Mum—I worried that she might have been suffering from boredom—had developed a sudden, late-in-life longing for a fast, sexy car. She watched Top Gear and she knew (a little) about Lamborghinis and Aston Martins.

Maggie’s torso disappeared into the car again, and after more unbuckling, she emerged with three-year-old JJ under her other arm.

Maggie, like Claire (the sister older than her) and Rachel (the sister younger than her) was tall and strong. The three of them come from a gene pool identical to Mum’s. Helen and I, a pair of shortarses, look astonishingly different from them and I don’t know where we get it from. Dad isn’t terribly small; it’s just the meekness that makes him seem that way.
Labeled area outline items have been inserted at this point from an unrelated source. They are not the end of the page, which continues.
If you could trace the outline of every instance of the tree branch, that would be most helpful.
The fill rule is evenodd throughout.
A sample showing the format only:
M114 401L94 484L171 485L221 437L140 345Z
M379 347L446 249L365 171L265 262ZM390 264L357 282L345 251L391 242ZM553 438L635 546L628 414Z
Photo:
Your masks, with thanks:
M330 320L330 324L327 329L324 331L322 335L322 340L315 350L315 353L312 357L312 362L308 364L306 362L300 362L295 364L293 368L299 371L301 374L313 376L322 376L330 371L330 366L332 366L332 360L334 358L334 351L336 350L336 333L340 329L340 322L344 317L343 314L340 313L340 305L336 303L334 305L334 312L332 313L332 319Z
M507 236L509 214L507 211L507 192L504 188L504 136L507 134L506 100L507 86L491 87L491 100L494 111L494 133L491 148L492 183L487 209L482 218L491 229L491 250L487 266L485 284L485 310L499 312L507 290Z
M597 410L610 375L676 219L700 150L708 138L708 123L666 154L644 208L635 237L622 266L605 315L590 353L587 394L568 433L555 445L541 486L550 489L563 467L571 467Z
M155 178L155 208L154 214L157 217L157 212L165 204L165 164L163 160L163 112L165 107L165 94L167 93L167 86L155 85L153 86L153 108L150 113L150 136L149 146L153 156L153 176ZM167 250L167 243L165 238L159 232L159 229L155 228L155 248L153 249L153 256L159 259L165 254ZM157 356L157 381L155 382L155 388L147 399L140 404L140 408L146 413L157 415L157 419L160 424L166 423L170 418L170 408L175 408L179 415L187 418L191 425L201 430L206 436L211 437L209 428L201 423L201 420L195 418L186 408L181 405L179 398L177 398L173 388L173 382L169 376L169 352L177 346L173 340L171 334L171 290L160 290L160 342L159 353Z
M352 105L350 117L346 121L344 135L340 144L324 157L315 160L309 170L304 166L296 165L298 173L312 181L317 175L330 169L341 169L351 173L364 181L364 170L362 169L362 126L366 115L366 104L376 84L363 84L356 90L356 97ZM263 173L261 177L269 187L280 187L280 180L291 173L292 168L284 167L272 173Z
Maggie had embraced motherhood with a passion—not just the actual mothering, but the look. One of the best things about having children, she said, was not having the time to worry about what she looked like and she boasted that she had totally given up on shopping. The previous week she’d told me that at the start of every spring and autumn she goes to Marks & Spencer and buys six identical skirts, two pairs of shoes—one high, one flat—and a selection of tops. “In and out in forty minutes,” she said, gloating, totally missing the point. Other than her hair, which was shoulder length and a lovely chestnut color (artificial—clearly she hadn’t given up completely), she looked more mumsy than Mum.